Western Parks and Markets mobilizes to clear debris after cold front
MONTEGO BAY, St James — Western Parks and Markets (WPM) will on Tuesday reroute some of its resources to start cleaning up debris dumped on the shoreline of a number of parishes during last week’s heavy rain and winds that accompanied a cold front.
“We’ll be starting the clean-up in sections of Montego Bay. Already we have deployed members of the sanitation crew to begin to bag the garbage along the shoreline and we intend, tomorrow, to divert some of our resources such as trucks to the clean-up sites,” Edward Muir, regional manager for the National Solid Waste Management Authority (NSWMA) told Observer Online on Monday.
“It will impact some of the work that we do.
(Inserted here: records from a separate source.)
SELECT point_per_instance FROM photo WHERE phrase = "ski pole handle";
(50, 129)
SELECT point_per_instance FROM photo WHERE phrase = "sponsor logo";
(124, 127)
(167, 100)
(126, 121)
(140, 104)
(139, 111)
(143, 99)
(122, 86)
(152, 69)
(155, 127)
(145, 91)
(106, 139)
When a situation like this presents itself, the sea will wash the garbage over and as a result of that we have to divert our limited resources in order to have those areas clean,” he lamented.
In addition to work planned for Montego Bay, WPM — which is a regional arm of the NSWMA— will also be cleaning up debris along the coastlines of Westmoreland, Hanover and Trelawny.
Between last Monday and Thursday, adverse weather wreaked havoc in those parishes and sections of St Ann. Roads were eroded, sea walls damaged and several businesses — many in the tourism sector— were left counting their losses.
On Saturday, Prime Minister Andrew Holness told journalists that it appears that it would take a long-term effort and billions of dollars to repair the damage left to the infrastructure.
However, there has been one unexpected positive from the adverse weather. According to executive director of the Montego Bay Marine Park, Hugh Shim, the reefs have gotten a good cleaning.
“I haven’t gotten a chance to go back out to snorkel or the glass bottom boat, but I hear the fishermen saying the reefs are much cleaner and you hardly see any garbage out there,” he told Observer Online.
He stressed, however, that the ideal scenario would be for the reefs to be free of debris at all times.
“The good thing is that it came out of the sea. It’s like the sea cleaning itself but we can’t always depend on that; individuals need to be responsible,” Shim urged.